The Problem of Wild Minds: Knowing Animals in Grizzly Man and Ming of Harlem


Near the end of W. G. Sebald’s Austerlitz, the book’s eponymous protagonist recalls visiting the zoo of the Jardin des Plantes with his friend Marie.1 The zoo is in bad shape; the pair overhear children questioning their parents: “Mais il est où? Pourquoi il se cache? Pourquoi il ne bouge pas? Est-ce qu’il est mort?” Sebald writes:

I recollect that I myself saw a family of fallow deer gathered together by a manger of hay near the perimeter fence of a dusty enclosure where no grass grew, a living picture of mutual trust and harmony which also had about it an air of constant vigilance and alarm.

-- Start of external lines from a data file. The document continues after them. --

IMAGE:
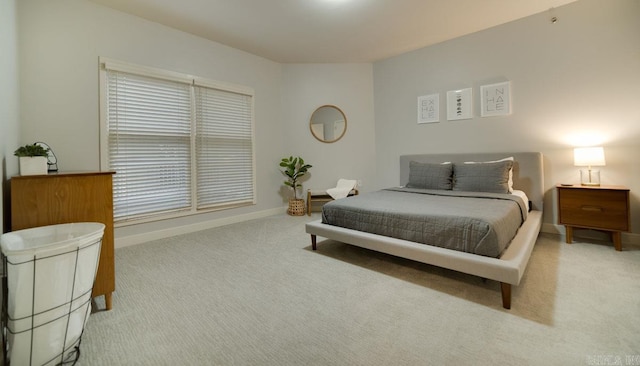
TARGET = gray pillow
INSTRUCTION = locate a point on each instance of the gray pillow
(430, 176)
(482, 177)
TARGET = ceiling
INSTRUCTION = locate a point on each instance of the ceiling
(330, 31)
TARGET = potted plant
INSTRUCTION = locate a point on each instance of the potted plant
(33, 159)
(294, 168)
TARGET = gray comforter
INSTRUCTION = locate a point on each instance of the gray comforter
(473, 222)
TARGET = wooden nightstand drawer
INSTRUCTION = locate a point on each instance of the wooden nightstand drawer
(602, 209)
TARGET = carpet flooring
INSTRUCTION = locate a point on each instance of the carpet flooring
(254, 293)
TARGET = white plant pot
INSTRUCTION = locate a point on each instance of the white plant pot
(33, 165)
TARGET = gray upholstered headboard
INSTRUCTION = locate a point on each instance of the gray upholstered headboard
(527, 170)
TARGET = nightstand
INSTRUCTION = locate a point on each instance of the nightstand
(603, 208)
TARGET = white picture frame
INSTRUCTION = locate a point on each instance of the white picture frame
(429, 108)
(459, 104)
(495, 99)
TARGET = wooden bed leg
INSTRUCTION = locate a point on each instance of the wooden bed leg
(506, 295)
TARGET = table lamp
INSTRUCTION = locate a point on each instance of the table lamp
(589, 156)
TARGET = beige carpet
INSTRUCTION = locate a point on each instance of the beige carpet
(255, 294)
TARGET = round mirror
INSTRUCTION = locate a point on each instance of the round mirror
(328, 123)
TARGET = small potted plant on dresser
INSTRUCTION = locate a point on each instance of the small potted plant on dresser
(294, 168)
(33, 159)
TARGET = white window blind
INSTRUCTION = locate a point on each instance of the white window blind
(149, 144)
(176, 147)
(224, 147)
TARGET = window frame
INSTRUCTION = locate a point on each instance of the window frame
(106, 64)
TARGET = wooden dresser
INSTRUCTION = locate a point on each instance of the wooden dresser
(603, 208)
(60, 198)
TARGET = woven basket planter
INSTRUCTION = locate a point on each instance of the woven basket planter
(296, 207)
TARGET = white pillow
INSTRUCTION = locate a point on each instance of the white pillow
(496, 161)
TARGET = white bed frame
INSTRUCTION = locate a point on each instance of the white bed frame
(508, 269)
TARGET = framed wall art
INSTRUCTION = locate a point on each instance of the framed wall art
(495, 99)
(429, 108)
(459, 104)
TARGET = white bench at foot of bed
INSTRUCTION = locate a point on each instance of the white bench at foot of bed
(508, 269)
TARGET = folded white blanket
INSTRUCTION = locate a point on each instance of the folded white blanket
(342, 189)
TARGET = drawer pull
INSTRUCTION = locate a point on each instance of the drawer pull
(592, 208)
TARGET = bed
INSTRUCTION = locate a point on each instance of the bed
(505, 265)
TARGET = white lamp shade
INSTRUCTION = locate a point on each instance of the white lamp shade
(588, 156)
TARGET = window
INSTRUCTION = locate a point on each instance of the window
(178, 144)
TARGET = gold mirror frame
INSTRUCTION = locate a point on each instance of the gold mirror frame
(327, 122)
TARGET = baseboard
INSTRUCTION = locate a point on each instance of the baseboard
(120, 242)
(126, 241)
(627, 238)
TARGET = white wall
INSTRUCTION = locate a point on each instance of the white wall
(347, 86)
(576, 81)
(9, 120)
(60, 42)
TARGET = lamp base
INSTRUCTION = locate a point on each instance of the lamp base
(590, 177)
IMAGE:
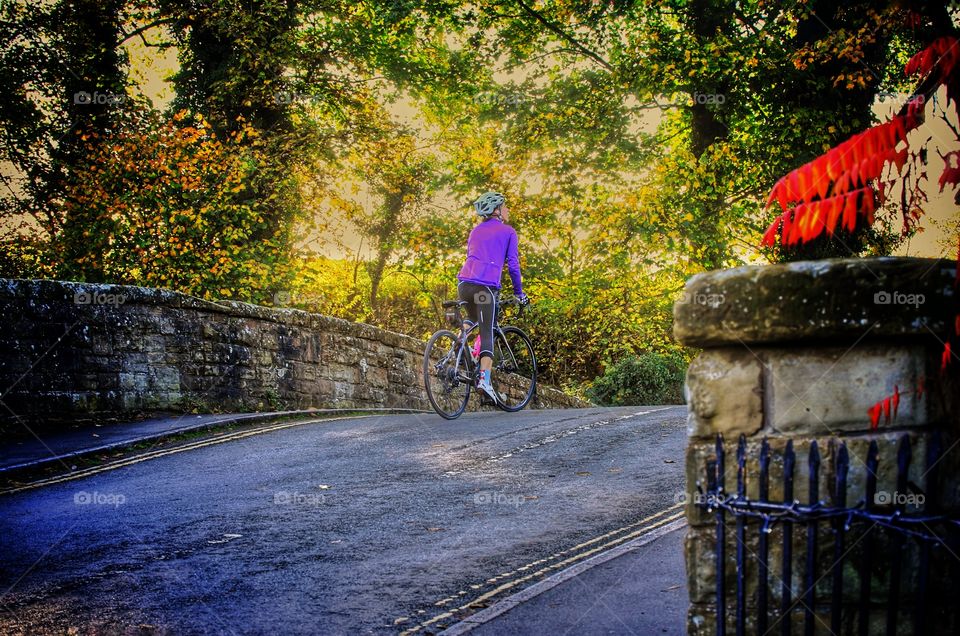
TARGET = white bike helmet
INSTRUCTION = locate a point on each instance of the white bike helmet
(488, 202)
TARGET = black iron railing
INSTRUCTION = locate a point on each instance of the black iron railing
(908, 515)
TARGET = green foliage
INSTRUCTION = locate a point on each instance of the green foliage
(650, 378)
(330, 150)
(165, 203)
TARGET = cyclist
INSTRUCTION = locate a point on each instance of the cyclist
(492, 242)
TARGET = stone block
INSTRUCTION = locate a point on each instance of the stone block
(829, 390)
(725, 393)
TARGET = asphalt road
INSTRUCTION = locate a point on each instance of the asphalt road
(383, 524)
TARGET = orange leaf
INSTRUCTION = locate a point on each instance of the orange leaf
(874, 413)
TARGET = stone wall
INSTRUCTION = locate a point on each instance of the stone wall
(70, 350)
(805, 352)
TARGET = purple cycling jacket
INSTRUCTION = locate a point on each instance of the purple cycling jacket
(490, 244)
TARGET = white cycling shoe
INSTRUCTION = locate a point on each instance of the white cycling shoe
(490, 392)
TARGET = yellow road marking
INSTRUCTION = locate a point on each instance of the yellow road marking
(560, 564)
(228, 437)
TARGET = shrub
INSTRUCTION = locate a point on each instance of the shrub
(649, 378)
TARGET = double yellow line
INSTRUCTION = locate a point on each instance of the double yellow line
(136, 459)
(578, 552)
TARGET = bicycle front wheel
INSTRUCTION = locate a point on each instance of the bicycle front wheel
(514, 369)
(445, 375)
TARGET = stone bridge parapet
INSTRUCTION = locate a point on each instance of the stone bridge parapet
(76, 350)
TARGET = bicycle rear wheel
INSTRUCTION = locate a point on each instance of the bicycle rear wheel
(445, 375)
(514, 369)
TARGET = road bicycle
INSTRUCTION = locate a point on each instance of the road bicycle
(451, 370)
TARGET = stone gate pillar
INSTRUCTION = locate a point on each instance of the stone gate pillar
(844, 352)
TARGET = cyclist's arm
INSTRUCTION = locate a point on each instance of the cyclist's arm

Marie particularly asked me to take a photograph of this beautiful group, and as she did so, said Austerlitz, she said something which I have never forgotten, she said that captive animals and we ourselves, their human counterparts, view one another à travers une brèche d’incomprehension.


This phrase from Marie that sticks in Austerlitz’s memory seems to be a French rendering of a phrase from John Berger’s “Why Look at Animals?”2 There, Berger inquires into what it is for “man” to encounter “the animal” – which, as he puts it, “scrutinizes him across a narrow abyss of non-comprehension.”